Employment lawyers Benjamin Han and Honore Hishamunda of the law firm Seyfarth have co-written a short piece on the topic, below, which provides an overview of issues for employers to consider if and when they begin to require their workers to resume business travel.

Business Travel in the Age of COVID-19: Underlying Law, Practical Considerations, and Best Practices

In the world before the COVID-19 pandemic, business travel was a critical function for countless employees in a wide range of industries. Since the onset of the pandemic, and the attendant changes to otherwise normal business operations, employers have had to revisit business travel and rely on videoconferencing and other remote workplace tools to replace the in person meetings and interactions that often times drive business travel. Now, as states and cities reopen in an attempt to establish a new normal, many employers are considering restarting business travel. In doing so, employers face competing obligations including those to keep their employees safe, to comply with an evolving set of return to work laws, and to drive businesses growth in a challenging economy.

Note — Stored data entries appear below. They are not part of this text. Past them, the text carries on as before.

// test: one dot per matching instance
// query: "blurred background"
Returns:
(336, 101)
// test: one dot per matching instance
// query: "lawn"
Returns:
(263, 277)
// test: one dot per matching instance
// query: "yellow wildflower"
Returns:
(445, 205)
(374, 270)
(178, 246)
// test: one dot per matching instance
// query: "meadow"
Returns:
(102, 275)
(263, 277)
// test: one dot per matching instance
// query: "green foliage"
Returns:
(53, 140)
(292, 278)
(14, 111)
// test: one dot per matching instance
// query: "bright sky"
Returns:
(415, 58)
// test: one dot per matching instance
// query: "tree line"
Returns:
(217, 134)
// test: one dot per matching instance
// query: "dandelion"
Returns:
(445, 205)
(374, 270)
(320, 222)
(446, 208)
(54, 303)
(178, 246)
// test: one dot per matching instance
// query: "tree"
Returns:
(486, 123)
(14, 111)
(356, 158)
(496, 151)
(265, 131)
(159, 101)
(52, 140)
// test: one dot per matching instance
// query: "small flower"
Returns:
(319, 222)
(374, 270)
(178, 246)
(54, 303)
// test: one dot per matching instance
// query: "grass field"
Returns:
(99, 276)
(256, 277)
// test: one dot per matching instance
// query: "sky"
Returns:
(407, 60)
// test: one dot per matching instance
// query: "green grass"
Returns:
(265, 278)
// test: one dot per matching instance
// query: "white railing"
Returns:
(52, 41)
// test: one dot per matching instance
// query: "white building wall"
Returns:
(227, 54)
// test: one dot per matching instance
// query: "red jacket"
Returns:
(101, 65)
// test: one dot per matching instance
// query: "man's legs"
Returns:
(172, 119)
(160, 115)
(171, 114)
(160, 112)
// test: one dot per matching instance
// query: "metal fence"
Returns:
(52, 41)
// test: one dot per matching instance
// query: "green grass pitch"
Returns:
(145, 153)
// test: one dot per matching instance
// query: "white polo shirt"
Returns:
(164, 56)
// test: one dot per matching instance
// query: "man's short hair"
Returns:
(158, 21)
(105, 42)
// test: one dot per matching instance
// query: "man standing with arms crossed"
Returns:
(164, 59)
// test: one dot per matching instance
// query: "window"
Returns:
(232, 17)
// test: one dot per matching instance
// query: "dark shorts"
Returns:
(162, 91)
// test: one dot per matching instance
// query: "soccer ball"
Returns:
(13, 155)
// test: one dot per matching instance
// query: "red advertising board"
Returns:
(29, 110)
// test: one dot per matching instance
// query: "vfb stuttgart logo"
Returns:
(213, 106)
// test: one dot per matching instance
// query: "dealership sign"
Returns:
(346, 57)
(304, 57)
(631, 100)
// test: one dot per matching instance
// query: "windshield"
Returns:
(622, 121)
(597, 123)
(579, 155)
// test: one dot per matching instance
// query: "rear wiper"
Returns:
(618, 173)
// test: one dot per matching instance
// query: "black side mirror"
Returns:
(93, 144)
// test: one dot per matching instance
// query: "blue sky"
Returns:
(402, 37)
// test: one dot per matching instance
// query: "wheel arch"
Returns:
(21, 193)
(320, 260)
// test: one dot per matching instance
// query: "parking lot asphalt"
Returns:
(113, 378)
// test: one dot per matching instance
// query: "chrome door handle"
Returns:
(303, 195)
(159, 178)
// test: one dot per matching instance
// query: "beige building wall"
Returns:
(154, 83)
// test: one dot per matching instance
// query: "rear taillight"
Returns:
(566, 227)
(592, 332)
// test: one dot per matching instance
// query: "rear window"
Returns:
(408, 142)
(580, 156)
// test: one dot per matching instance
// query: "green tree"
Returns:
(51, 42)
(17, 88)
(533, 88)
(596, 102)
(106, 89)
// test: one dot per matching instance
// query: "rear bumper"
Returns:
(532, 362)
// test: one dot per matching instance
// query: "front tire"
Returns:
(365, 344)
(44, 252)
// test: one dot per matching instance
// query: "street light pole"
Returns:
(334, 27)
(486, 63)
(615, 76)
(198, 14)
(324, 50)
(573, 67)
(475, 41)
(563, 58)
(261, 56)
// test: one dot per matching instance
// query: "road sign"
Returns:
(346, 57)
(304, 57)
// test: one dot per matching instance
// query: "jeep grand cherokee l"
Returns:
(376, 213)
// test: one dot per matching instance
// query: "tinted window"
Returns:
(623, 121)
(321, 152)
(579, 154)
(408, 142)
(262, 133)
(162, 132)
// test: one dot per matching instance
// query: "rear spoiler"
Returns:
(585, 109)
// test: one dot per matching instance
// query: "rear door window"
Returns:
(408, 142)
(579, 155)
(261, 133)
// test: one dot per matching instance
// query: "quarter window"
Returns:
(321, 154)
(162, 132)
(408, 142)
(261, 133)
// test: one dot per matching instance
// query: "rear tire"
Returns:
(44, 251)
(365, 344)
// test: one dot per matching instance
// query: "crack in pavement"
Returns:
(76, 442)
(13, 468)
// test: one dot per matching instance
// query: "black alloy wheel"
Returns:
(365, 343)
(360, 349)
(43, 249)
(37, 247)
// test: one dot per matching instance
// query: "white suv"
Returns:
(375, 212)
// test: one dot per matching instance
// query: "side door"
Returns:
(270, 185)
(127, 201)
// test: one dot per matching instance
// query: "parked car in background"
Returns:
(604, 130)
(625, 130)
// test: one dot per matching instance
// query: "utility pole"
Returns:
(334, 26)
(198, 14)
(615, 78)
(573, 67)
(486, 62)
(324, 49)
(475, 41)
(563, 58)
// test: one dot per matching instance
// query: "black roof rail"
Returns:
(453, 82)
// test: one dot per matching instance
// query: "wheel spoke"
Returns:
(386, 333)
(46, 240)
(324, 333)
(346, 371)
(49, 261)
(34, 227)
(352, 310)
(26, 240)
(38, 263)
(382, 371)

This summary aims to identify the underlying legal considerations for business travel during the pandemic, while also providing an overview of practical issues for employers to consider if and when they begin to require their workers to resume business travel, and a non-exhaustive list of best practices employers should consider in doing so.

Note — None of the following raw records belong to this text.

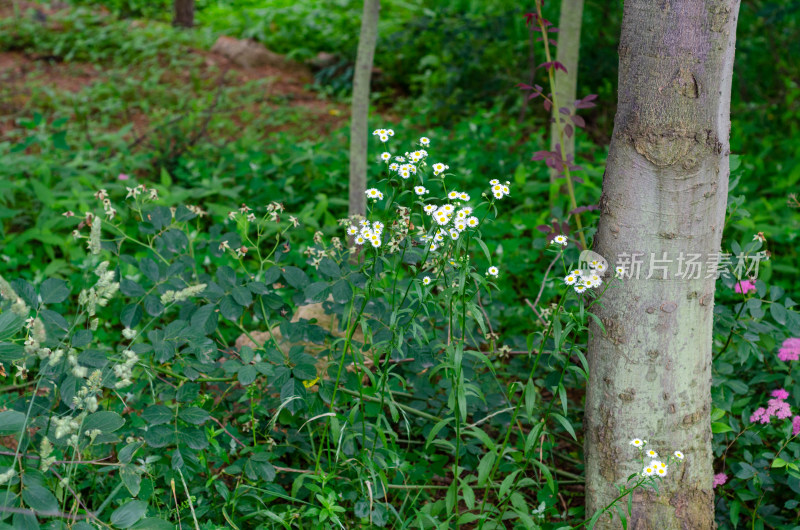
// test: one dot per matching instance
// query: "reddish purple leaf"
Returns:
(581, 209)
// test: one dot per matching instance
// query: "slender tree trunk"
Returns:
(664, 192)
(360, 107)
(567, 51)
(184, 13)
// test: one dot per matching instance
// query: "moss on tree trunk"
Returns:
(664, 193)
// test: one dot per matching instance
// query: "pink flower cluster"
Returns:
(775, 407)
(790, 351)
(745, 286)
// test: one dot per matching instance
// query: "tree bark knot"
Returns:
(665, 147)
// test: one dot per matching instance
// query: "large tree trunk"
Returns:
(664, 191)
(184, 13)
(567, 51)
(360, 107)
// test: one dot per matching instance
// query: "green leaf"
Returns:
(157, 414)
(305, 372)
(485, 467)
(39, 498)
(131, 479)
(131, 288)
(778, 313)
(229, 308)
(242, 295)
(194, 415)
(53, 291)
(11, 422)
(159, 436)
(194, 438)
(131, 315)
(106, 421)
(126, 454)
(342, 292)
(316, 292)
(247, 374)
(779, 462)
(295, 277)
(329, 268)
(10, 324)
(566, 424)
(205, 319)
(128, 514)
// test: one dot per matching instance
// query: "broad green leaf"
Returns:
(53, 291)
(128, 514)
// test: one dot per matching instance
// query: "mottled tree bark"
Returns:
(664, 191)
(360, 107)
(567, 52)
(184, 13)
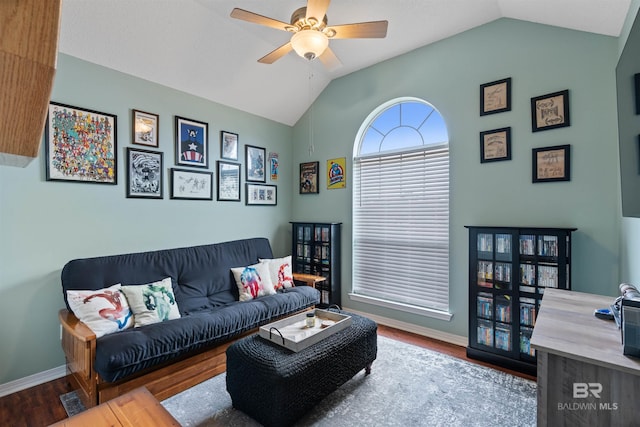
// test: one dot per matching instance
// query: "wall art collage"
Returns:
(81, 146)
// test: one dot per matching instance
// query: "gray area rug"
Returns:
(408, 386)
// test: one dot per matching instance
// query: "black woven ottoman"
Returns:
(276, 386)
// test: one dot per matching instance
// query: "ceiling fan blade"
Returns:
(362, 30)
(245, 15)
(276, 54)
(317, 9)
(330, 60)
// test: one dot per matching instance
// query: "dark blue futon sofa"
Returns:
(170, 356)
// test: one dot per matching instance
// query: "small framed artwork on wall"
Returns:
(145, 128)
(495, 145)
(192, 143)
(144, 174)
(550, 111)
(255, 158)
(495, 97)
(309, 178)
(551, 164)
(86, 156)
(261, 194)
(191, 185)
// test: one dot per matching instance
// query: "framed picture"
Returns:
(495, 145)
(336, 173)
(495, 97)
(255, 163)
(261, 194)
(636, 79)
(80, 145)
(228, 181)
(228, 145)
(192, 143)
(309, 178)
(191, 185)
(551, 164)
(145, 128)
(550, 111)
(144, 174)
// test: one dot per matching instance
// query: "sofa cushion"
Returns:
(152, 302)
(104, 311)
(200, 275)
(131, 351)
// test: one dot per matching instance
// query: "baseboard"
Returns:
(32, 380)
(410, 327)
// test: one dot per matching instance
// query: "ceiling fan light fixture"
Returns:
(309, 44)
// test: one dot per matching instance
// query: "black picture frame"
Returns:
(261, 194)
(87, 157)
(228, 181)
(550, 111)
(636, 79)
(192, 143)
(309, 178)
(255, 163)
(495, 145)
(229, 145)
(551, 164)
(191, 184)
(144, 174)
(495, 97)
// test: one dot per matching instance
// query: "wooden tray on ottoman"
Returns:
(292, 332)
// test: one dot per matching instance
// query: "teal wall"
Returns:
(45, 224)
(540, 59)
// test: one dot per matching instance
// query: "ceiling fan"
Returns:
(311, 32)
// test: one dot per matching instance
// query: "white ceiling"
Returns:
(194, 46)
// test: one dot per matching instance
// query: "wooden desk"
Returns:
(137, 408)
(308, 279)
(580, 355)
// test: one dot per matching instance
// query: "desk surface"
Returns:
(567, 327)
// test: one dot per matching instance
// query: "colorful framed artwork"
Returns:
(144, 174)
(551, 164)
(255, 163)
(228, 181)
(80, 145)
(191, 185)
(228, 145)
(495, 145)
(495, 97)
(309, 178)
(336, 173)
(550, 111)
(261, 194)
(192, 143)
(145, 128)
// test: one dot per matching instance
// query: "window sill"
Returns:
(408, 308)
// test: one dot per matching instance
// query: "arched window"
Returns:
(401, 209)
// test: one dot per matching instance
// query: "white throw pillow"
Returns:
(253, 281)
(280, 272)
(105, 311)
(152, 303)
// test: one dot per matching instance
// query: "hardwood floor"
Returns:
(40, 405)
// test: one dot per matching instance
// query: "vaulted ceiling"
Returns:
(196, 47)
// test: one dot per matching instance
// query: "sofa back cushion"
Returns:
(200, 275)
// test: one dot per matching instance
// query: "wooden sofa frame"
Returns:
(79, 346)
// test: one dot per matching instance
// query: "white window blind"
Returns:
(401, 227)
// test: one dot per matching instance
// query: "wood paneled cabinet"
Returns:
(316, 250)
(509, 270)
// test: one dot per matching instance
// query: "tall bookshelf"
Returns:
(316, 250)
(509, 270)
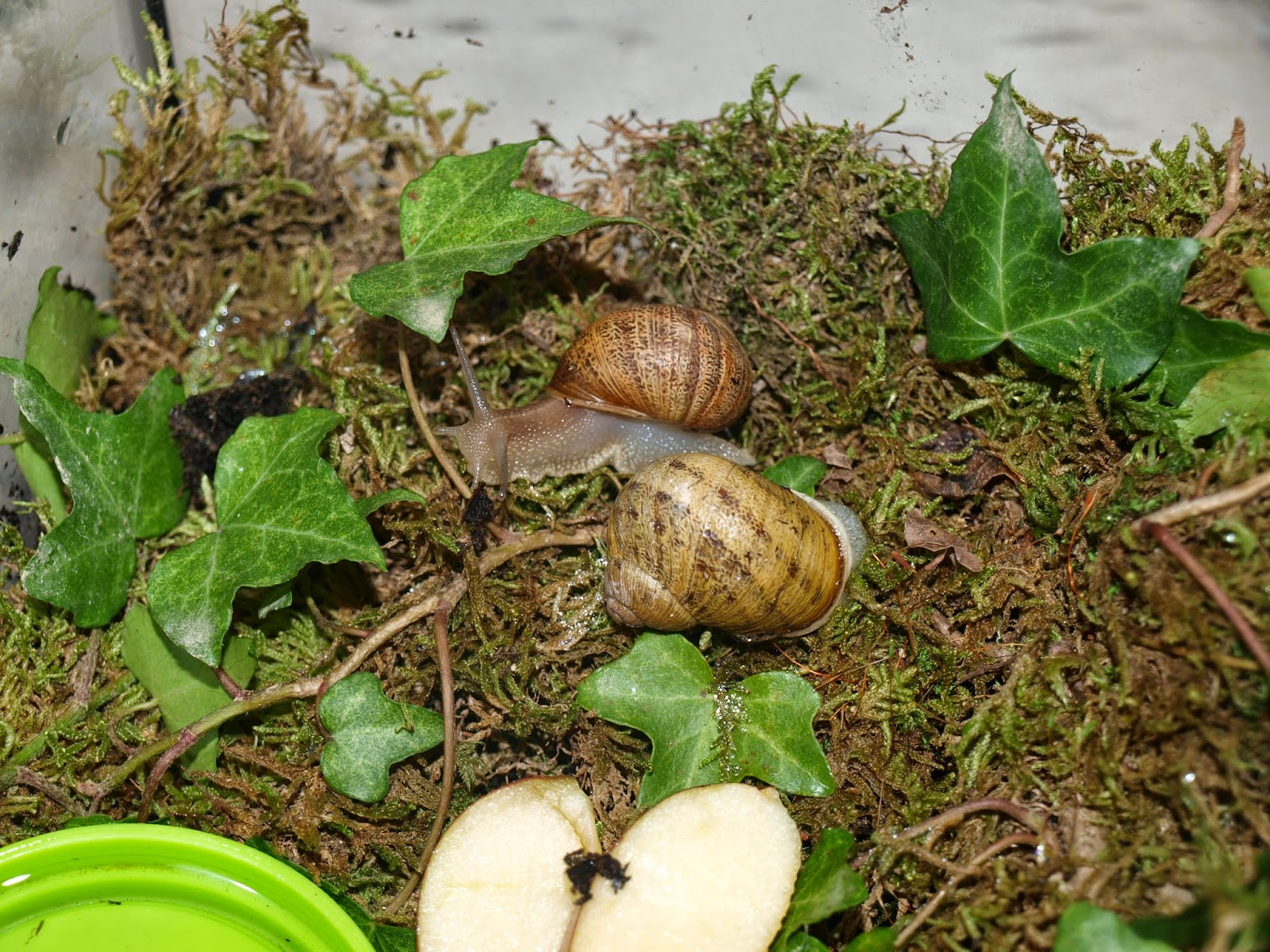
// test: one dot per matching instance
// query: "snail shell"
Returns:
(698, 539)
(664, 361)
(635, 386)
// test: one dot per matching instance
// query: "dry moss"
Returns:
(1081, 673)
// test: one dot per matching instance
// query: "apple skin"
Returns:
(497, 880)
(710, 869)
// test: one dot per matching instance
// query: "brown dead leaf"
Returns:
(981, 466)
(925, 533)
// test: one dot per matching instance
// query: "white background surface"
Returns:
(1136, 70)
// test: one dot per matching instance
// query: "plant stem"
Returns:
(310, 687)
(422, 419)
(1179, 551)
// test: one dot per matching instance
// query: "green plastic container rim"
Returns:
(124, 888)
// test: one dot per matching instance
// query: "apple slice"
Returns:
(498, 880)
(708, 869)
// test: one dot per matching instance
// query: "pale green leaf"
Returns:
(186, 689)
(368, 734)
(460, 216)
(125, 476)
(279, 507)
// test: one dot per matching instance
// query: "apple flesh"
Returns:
(709, 869)
(497, 880)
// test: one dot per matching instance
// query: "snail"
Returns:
(633, 387)
(698, 539)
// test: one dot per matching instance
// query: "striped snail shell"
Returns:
(698, 539)
(662, 361)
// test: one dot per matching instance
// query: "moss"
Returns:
(1081, 673)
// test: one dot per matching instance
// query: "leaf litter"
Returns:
(1080, 677)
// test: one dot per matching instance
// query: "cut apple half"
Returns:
(498, 877)
(708, 869)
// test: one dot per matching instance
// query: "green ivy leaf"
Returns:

Laws Restricting Non-Residents Upon Entry

Brazil, China, Iran, and most European countries - including the United Kingdom, Ireland, and members of the European Union - now place heavy restrictions upon entry from the United States. Likewise, several states and municipalities within the United States - including Alaska, Connecticut, New York, and New Jersey - have issued travel advisories requiring, among other things, individuals arriving from more than a dozen states to quarantine for fourteen (14) days upon entry into their state. This means that employees leaving or returning from business travel may, depending on their destination or layover stops or their home, face extended quarantines before or after traveling, along with other restrictions while traveling. Accordingly, employers should consider:

  • Possible employee quarantines or other restrictions upon entering one or more location(s) they are set to visit during their anticipated business travel.
  • Possible employee quarantines or other restrictions upon returning from business travel.
  • Productivity loss occasioned by quarantines or other restrictions versus the benefit of business travel.

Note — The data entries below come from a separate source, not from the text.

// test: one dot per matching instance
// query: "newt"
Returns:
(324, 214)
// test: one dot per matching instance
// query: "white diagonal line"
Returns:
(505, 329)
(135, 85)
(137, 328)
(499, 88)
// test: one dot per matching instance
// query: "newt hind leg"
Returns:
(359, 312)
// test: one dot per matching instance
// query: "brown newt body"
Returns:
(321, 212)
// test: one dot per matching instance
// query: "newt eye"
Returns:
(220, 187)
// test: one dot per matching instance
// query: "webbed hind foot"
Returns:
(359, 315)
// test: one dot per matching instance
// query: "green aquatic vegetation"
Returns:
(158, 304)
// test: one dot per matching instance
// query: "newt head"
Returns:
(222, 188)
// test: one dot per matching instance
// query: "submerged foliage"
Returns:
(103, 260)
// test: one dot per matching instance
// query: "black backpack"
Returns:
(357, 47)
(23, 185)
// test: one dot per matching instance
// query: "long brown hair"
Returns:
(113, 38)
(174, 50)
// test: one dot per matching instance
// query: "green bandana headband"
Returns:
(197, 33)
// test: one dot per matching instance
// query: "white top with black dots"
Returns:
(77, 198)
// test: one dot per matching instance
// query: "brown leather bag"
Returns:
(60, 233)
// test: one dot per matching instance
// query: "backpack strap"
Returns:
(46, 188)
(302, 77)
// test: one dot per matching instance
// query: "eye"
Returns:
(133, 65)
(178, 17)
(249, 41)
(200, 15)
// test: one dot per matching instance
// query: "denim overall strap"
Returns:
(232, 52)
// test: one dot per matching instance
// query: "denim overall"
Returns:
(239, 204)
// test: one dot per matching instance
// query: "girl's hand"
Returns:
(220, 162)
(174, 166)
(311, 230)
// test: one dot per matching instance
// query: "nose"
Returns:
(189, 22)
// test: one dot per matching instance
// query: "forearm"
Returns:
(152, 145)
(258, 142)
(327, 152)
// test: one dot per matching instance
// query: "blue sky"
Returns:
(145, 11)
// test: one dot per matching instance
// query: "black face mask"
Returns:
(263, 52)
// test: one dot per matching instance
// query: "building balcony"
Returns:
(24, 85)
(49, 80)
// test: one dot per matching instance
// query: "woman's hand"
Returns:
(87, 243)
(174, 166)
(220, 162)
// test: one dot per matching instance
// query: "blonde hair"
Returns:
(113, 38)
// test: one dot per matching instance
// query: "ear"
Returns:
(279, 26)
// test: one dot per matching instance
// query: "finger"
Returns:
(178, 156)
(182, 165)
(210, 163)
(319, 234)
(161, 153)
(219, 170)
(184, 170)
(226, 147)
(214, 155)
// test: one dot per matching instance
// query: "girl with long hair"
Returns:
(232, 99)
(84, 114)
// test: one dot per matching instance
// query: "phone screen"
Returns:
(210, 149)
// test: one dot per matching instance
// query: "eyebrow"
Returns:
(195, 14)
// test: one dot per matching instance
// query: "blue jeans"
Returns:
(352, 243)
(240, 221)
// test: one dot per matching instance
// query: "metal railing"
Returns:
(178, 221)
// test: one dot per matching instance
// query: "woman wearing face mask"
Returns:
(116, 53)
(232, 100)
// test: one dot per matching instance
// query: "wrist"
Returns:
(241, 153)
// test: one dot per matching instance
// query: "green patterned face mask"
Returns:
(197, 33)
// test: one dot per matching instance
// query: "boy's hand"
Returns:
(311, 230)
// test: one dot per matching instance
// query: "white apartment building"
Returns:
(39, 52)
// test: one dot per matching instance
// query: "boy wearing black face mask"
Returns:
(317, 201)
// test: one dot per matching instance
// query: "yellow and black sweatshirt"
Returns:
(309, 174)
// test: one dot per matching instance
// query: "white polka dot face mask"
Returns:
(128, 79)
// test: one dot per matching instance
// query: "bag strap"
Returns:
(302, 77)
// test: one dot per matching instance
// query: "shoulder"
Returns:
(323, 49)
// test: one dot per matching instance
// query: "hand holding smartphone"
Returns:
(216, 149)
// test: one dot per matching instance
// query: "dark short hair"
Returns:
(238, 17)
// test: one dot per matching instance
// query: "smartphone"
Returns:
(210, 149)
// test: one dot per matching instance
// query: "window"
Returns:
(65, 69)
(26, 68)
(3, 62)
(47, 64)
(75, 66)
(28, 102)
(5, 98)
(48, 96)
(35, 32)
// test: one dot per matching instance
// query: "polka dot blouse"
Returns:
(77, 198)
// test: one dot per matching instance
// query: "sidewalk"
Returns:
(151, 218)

Laws Restricting Business Related Activity and/or Requiring Affirmative COVID-19 Mitigation Measures

The Center for Disease Control has provided federal, state, and local governments, as well as employers and individuals, with guidance on which activities should be permitted during different stages of the COVID-19 pandemic. However, despite the uniform guidance from the CDC, states have adopted a wide range of different measures on what employers and employees alike can and cannot do during the COVID-19 pandemic. For example, some states now permit “non-essential” employers to operate at full capacity and welcome visitors without occupancy or other restrictions while other states are still under more restrictive stay at home orders which only permit some but not all employers to operate as normal. Further, some states regulate what individuals must or should do when in public places, with some requiring individuals to wear face coverings and maintain social distance at some or all times while other states only suggest but do not require such measures. Moreover, some states have permitted cities and counties to move slower or faster than the state at large in terms of reopening such that counties within the same state may have differing restrictions on business operations and requirements for individuals. Effectively, then, employees engaged in business travel will face a wide range of restrictions on what business they may conduct and how they should conduct that business.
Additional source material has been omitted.